An excerpt from "Crossing Decembers"

by John Booth
600052

genre: Literature & Fiction
description:
Those train whistles that call over the Midwest fields at night, are, most times, just trains. Sometimes they're more. Sometimes they'll stir blood, twist the universe in on itself, flatten and re-shape reality like it's a penny lying on the rails.

Ask Josh Kendall: He finds out one December night, heading out to a far corner of Ohio to Five Mile Bridge, intent on mourning his friend Kallie, seven years gone.
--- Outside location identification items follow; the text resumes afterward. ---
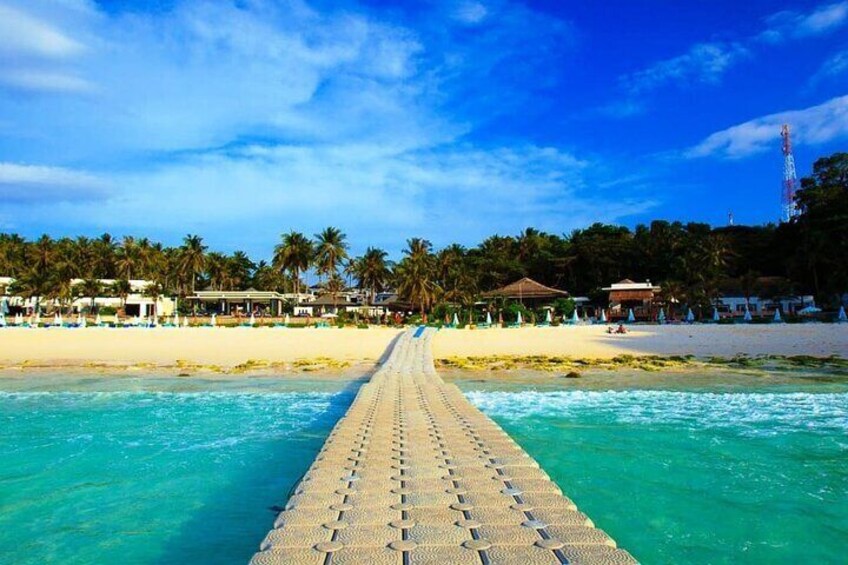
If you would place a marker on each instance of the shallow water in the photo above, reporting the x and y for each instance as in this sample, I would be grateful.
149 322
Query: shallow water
724 470
153 470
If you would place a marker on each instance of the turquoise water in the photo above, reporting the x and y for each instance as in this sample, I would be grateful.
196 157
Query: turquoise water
153 470
678 469
732 472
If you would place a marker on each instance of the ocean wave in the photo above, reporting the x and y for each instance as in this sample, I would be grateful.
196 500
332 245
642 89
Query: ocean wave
751 413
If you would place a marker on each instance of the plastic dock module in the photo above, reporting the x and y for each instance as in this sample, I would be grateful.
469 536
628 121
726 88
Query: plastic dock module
414 474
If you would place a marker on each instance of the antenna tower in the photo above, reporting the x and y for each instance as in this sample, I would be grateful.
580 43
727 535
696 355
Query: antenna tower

But a jarring message and one of those world-bending locomotives wash Josh backward in time and memory, giving him the chance to rediscover pieces of the past he thought he'd lost.

And causing him to wonder if maybe those bits can be put back into place differently.

Too late, Joshua realizes his actions are rippling through the paths of time backward as well as forward, and as his mind wrestles with pasts he cannot remember, those roads which have never existed are suddenly very real beneath his feet.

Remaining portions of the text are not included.